On Tuesday, in the northern Gaza City neighborhood of al-Attatra, almost entirely demolished and laced with tank treads, the body of a 94-year-old woman was pulled from the wreckage by her son. The Israeli army shot and killed her, he says, before they brought the house down, again with an F-16.

“What did she have to do with rockets being fired into Israel?” he asked. The family had been looking for her for days.

Such stories are commonplace in Gaza since Israel unleashed its deadly war on the territory on 27 December.

More than 1,300 Palestinians have been killed in the past three weeks, a third of them children, according to both Gaza health officials and the United Nations. Some 5,500 people have been injured.

According to the civil defense force in Gaza, which has been tasked with helping pull bodies from the debris, there are still up to 200 persons missing in the northern areas of Gaza. They are presumed dead.

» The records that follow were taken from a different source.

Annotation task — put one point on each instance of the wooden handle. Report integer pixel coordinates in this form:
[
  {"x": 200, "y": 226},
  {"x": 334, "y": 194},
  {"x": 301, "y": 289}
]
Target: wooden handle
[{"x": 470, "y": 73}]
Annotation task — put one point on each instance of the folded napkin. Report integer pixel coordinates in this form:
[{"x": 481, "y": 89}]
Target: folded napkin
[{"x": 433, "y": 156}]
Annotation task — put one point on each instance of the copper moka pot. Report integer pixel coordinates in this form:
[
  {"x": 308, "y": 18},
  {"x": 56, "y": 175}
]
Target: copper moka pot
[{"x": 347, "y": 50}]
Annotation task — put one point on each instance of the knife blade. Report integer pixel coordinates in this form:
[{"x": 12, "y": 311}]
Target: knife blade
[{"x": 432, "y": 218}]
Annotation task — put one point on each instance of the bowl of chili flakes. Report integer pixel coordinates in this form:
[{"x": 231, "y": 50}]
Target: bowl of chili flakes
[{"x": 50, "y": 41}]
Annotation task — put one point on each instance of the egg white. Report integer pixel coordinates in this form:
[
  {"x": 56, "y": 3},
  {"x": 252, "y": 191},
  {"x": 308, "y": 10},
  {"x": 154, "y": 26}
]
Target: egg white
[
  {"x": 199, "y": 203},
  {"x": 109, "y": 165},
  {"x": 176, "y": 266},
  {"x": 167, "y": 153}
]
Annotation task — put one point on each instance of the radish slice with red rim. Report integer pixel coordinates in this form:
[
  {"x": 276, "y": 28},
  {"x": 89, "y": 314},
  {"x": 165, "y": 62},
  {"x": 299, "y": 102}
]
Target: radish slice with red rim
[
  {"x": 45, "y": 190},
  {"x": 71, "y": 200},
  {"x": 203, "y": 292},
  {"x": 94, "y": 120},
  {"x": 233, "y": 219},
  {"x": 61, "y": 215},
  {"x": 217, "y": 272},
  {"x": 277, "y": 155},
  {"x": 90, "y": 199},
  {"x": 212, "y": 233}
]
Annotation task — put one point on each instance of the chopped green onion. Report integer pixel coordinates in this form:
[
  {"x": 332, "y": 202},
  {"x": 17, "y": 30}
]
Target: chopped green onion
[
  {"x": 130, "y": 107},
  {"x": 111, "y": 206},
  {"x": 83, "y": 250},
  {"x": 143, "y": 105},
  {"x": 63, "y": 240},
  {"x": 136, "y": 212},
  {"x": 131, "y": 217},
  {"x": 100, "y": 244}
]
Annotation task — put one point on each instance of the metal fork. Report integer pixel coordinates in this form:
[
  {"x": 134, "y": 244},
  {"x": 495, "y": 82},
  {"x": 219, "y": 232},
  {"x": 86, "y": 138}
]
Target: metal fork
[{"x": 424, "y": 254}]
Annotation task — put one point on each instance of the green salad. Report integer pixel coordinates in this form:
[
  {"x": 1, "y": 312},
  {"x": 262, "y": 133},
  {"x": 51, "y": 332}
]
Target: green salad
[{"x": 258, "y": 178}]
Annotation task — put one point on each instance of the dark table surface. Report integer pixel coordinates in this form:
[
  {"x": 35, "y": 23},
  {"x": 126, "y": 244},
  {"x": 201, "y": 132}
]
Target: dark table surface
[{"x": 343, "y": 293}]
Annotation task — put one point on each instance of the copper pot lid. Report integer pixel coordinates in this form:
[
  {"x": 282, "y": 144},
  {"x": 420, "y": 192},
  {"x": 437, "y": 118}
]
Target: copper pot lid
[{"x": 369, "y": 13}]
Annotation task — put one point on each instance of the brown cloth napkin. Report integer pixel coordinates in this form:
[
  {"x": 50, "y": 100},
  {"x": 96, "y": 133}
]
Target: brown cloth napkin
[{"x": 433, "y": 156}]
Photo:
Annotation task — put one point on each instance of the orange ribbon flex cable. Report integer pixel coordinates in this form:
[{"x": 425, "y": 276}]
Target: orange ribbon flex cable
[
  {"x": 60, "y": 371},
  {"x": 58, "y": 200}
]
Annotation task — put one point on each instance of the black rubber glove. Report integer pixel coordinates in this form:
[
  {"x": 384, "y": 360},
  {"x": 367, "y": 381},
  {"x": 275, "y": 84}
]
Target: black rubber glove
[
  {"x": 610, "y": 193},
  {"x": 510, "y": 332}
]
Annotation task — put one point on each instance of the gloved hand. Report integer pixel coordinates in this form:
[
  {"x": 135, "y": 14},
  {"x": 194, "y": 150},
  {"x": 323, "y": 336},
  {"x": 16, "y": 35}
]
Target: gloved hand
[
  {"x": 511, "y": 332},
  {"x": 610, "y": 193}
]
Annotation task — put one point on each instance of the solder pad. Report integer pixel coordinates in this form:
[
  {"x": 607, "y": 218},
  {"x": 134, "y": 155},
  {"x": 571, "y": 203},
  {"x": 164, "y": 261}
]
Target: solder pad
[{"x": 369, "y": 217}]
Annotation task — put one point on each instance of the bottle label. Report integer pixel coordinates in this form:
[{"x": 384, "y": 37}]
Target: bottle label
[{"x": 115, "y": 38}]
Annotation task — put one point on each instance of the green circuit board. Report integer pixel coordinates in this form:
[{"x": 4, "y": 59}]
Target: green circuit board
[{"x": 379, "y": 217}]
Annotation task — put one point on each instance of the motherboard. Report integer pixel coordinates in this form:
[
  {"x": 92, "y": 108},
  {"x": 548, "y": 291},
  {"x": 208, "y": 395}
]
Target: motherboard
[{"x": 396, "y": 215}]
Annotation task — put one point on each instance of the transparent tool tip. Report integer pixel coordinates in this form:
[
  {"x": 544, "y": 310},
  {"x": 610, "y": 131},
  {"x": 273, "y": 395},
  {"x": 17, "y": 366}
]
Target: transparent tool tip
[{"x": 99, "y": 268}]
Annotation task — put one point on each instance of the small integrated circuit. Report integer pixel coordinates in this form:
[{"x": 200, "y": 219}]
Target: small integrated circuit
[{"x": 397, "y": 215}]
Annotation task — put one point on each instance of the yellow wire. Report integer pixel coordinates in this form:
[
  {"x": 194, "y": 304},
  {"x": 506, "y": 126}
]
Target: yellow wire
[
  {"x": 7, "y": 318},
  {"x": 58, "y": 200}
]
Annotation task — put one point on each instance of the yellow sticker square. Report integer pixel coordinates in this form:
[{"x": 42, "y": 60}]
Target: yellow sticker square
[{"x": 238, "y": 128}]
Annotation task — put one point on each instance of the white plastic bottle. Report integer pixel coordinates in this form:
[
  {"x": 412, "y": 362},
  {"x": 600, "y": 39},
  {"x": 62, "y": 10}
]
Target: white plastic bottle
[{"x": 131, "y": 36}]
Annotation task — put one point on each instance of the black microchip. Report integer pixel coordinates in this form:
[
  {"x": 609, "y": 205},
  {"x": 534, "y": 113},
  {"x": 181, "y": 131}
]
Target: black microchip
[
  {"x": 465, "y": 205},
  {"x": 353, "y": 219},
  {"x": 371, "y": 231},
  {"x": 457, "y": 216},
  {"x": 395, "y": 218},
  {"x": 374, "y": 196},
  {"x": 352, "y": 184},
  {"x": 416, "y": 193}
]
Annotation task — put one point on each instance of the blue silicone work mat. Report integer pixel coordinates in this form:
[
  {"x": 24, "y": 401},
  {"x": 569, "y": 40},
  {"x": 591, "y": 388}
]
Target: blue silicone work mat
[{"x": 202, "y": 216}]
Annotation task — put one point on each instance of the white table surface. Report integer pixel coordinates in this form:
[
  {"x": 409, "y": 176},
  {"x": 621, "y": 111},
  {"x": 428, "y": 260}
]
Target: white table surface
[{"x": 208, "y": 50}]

“This is the worst violence we have seen since the Nakba,” says 75-year-old Ibrahim Mohamed Hindi of al-Zeitoun, using the Arabic word for “catastrophe” to refer to the displacement of hundreds of thousands of Palestinians and the creation of Israel in 1948.

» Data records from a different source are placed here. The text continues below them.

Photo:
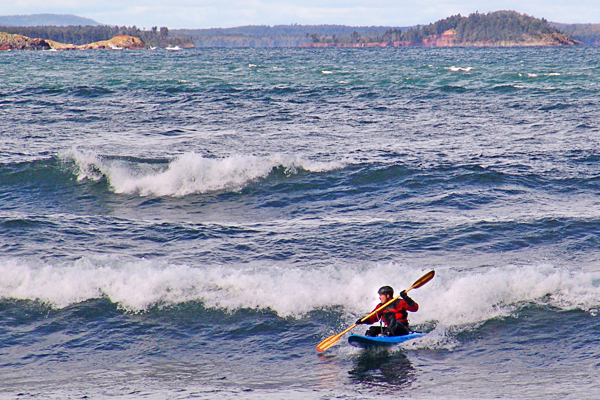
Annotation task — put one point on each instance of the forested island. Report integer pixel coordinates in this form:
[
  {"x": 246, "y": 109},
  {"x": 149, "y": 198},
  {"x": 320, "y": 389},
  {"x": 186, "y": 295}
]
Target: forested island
[
  {"x": 494, "y": 29},
  {"x": 500, "y": 28},
  {"x": 588, "y": 34},
  {"x": 88, "y": 34}
]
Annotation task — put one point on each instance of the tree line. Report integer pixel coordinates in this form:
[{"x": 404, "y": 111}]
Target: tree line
[
  {"x": 491, "y": 27},
  {"x": 88, "y": 34},
  {"x": 588, "y": 34}
]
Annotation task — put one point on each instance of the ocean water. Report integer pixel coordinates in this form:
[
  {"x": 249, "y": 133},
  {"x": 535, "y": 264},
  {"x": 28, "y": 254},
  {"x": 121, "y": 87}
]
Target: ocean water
[{"x": 192, "y": 224}]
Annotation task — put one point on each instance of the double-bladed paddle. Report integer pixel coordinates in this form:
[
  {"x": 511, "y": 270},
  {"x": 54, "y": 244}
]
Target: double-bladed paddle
[{"x": 331, "y": 340}]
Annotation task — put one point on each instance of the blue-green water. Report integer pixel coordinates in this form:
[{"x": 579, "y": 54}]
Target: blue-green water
[{"x": 191, "y": 224}]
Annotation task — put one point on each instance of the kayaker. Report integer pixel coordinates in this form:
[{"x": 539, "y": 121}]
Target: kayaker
[{"x": 394, "y": 316}]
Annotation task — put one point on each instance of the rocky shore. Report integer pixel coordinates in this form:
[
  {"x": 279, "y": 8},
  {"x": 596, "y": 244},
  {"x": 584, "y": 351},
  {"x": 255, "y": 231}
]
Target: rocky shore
[
  {"x": 18, "y": 42},
  {"x": 449, "y": 39}
]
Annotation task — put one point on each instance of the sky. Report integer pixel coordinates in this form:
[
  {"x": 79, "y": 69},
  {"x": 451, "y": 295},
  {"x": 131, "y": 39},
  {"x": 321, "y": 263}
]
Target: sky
[{"x": 229, "y": 13}]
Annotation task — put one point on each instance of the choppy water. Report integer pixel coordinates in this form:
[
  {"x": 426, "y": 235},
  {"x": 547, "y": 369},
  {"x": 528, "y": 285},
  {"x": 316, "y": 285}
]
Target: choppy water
[{"x": 192, "y": 224}]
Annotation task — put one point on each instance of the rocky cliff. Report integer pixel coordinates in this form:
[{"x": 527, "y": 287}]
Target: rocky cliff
[{"x": 19, "y": 42}]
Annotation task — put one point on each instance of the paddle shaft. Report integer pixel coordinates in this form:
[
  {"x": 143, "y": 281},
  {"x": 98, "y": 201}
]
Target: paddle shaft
[{"x": 331, "y": 340}]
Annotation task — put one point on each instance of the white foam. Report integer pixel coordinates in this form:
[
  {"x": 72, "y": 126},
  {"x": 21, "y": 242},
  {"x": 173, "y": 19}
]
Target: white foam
[
  {"x": 452, "y": 298},
  {"x": 188, "y": 173},
  {"x": 457, "y": 69}
]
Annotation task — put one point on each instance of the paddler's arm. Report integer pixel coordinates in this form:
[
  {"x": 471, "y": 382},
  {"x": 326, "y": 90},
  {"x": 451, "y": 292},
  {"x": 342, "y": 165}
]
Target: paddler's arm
[{"x": 412, "y": 305}]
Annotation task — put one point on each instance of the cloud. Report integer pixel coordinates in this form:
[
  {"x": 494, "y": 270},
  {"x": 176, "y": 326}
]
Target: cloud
[{"x": 227, "y": 13}]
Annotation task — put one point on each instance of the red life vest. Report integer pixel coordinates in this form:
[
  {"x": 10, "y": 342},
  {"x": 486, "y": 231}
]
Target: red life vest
[{"x": 397, "y": 309}]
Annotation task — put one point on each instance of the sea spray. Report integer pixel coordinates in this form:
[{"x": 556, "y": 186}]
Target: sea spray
[
  {"x": 188, "y": 173},
  {"x": 452, "y": 298}
]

What is also alarming is the apparent vicious nature of the destruction, locals are saying.

Khamis Mohamed al-Atar and several other members of his family were forcibly removed from their home in al-Attatra and taken to a prison in the Negev for 15 days while Israeli soldiers occupied the house, which sits on a hill overlooking Gaza City, the strip’s major population center.

“One soldier brought me outside and another came out and asked the first one where the rest of my family was,” Mohamed al-Atar said. “Then he suggested to the soldier that they bring us all outside, line us up against the wall and shoot us. He said they didn’t care which houses had people in them. I thought they were going to kill us all.”

When Mohamed al-Atar returned, he found the body of his son left rotting among the family’s now decimated orange groves. He had been shot.

The inside of their house was smeared with graffiti in Hebrew. The Star of David, an icon of both the Jewish faith and the Israeli state, was spray-painted on the hallways. The toilets had been blasted with grenades, and the floor was blanketed with Israeli food wrappers and bullet shells.

In a farming area near Beit Hanoun cows lie dead across an entire field, some ripped open by shrapnel and others simply crushed by tanks. The corpses of donkeys, horses, goats and chickens line the streets.

“This is my family’s livelihood,” said Youssef, 18, of his farm’s slaughtered animals. “And now it’s gone. Who would take the time to kill cows in this war?”

In the same area, residents found a type of weapon that sends a throng of nails as far as the size of a football field in each direction, according to an Amnesty International representative investigating its use in Gaza.

A resident, father of an ambulance driver killed by a drone missile on 5 January, pointed to nails lodged in the side of his house. He said the Israeli army used the weapon on them during his son’s funeral procession.

“I don’t have any feelings any more,” said Mohamed Hindi. “The Israelis have managed to destroy everything. Even our emotions.”